El sector privado ha estado utilizando durante años la visión psicológica para promover ciertos resultados.
For years, government policymakers encouraged workers to increase their investments in tax-free retirement savings. But they were baffled by how many workers were leaving “free money” on the table by not signing up to participate in employer-matched 401K pension plans. But when some companies changed their enrollment process from having workers opt in to the program vs. automatically enrolling them (and allowing them to opt out), enrollment rates increased by 50 percent.
Why did that minor change in the enrollment process make such a big difference?
It turns out that a natural human tendency is to rely on the default option. That is, to take what’s given, even if that’s not the best choice. This human tendency is one of a range of human tendencies studied in what is called social behavioral science research.
In the private sector, insights based on behavioral science have been used extensively for years in sales, marketing, and negotiations. But there are intriguing implications for use in the public sector as well. Pioneers in government have tested strategies to entice citizens to recycle, volunteer, vote and give to charity.
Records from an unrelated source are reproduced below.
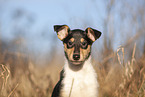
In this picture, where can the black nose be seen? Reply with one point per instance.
(76, 56)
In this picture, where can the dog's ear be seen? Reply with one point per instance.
(93, 34)
(62, 31)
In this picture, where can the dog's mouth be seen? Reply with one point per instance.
(76, 62)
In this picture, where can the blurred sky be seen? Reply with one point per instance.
(46, 13)
(34, 19)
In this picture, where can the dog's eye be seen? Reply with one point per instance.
(84, 44)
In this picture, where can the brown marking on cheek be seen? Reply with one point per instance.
(82, 39)
(72, 39)
(84, 53)
(69, 52)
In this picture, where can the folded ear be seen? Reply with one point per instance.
(93, 34)
(62, 31)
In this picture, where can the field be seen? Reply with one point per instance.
(118, 75)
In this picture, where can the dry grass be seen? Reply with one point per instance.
(117, 77)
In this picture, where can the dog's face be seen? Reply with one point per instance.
(77, 43)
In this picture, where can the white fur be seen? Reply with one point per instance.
(85, 81)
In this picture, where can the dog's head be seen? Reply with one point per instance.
(77, 43)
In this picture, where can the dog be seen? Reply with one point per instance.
(78, 77)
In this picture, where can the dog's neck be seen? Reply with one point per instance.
(85, 81)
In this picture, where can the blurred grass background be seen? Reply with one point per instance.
(31, 58)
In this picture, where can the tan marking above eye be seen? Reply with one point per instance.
(72, 39)
(82, 39)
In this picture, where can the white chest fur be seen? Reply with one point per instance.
(85, 81)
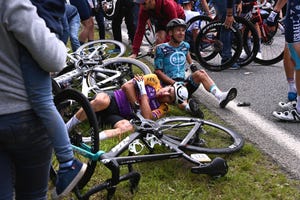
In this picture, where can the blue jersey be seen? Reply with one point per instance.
(171, 60)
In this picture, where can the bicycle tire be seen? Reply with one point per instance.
(208, 47)
(203, 20)
(68, 102)
(215, 138)
(272, 47)
(252, 49)
(127, 66)
(91, 49)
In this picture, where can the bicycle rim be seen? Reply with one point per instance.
(101, 49)
(68, 103)
(211, 138)
(102, 80)
(209, 47)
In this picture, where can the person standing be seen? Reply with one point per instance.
(161, 11)
(292, 38)
(25, 147)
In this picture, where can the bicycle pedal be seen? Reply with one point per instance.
(201, 157)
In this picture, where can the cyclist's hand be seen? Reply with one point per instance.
(272, 20)
(141, 84)
(133, 56)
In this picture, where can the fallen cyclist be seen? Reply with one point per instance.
(170, 60)
(144, 93)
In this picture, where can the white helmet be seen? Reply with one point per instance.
(181, 93)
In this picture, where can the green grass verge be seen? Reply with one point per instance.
(252, 175)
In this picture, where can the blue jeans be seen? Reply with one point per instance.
(221, 8)
(25, 156)
(39, 90)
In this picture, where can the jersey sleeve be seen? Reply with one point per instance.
(160, 111)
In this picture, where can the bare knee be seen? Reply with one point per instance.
(101, 102)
Using insights based on behavioral science isn’t new, but it has received increased prominence in the past five years at all levels of government. It is increasingly becoming an important part of policy and process design thinking because it is seen as a powerful way to improve program outcomes.
What Is It?
Behavioral science research explores “how people react to changes in cues or incentives,” according to the Behavioural Insights Team, which originated as a temporary British government agency in 2010 to promote its use by government policymakers and program managers. A key premise underlying the field of behavioral science is that everyone is prone to “cognitive bias.” That is, we can’t assume people will make decisions based on rational behaviors. Therefore, we shouldn’t assume customers or citizens will respond rationally to rationally-designed policies, systems, directives, or processes.
This premise—that people cannot be assumed to be rational and will make decisions that may not necessarily in their own best interest—upended the field of economics in the 1990s. This same upending is in the process of happening in the field of public administration.
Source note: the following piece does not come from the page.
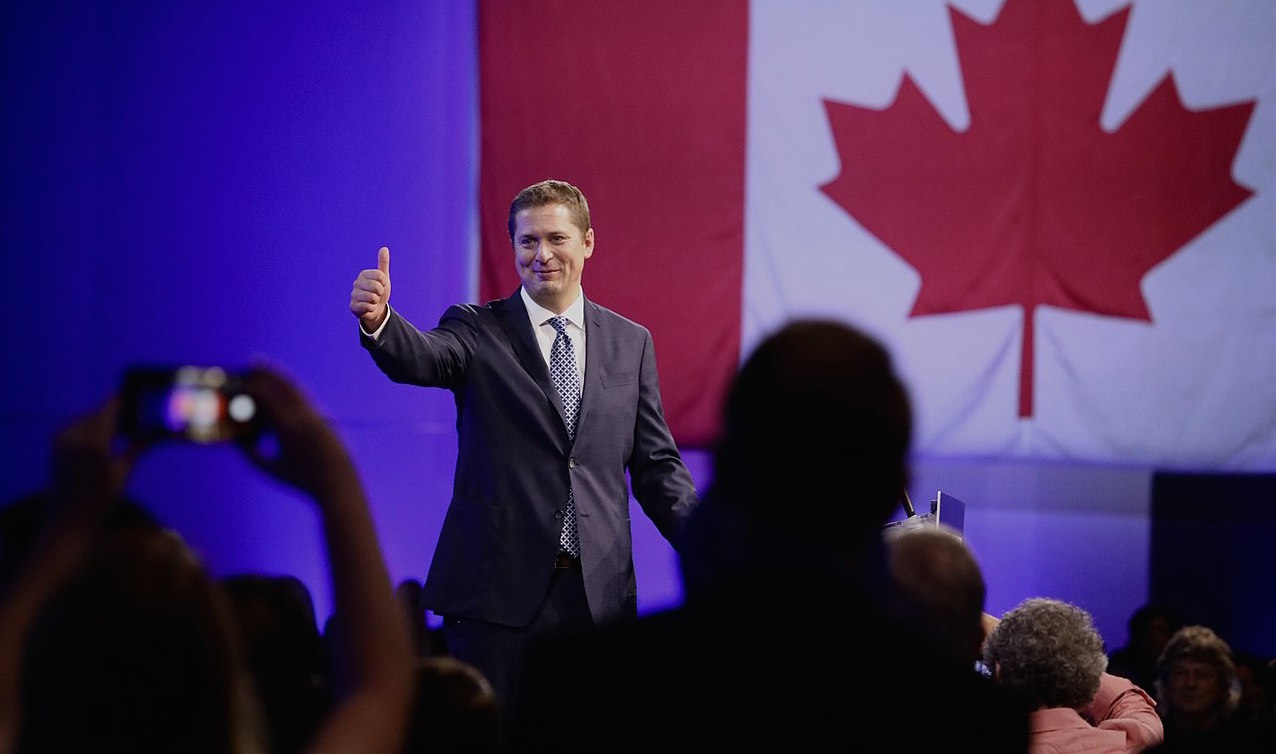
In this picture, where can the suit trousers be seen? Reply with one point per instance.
(498, 650)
Understanding the insights provided through behavioral science research may help answer an age-old public administration dilemma: “Why do well-constructed, rational policy initiatives fail?” As a result, policy makers and program implementers can leverage this greater understanding of human behavior to better design policies and programs to avoid predictable cognitive biases. Or they could use it to leverage cognitive biases as part of a policy initiative to more effectively achieve intended outcomes.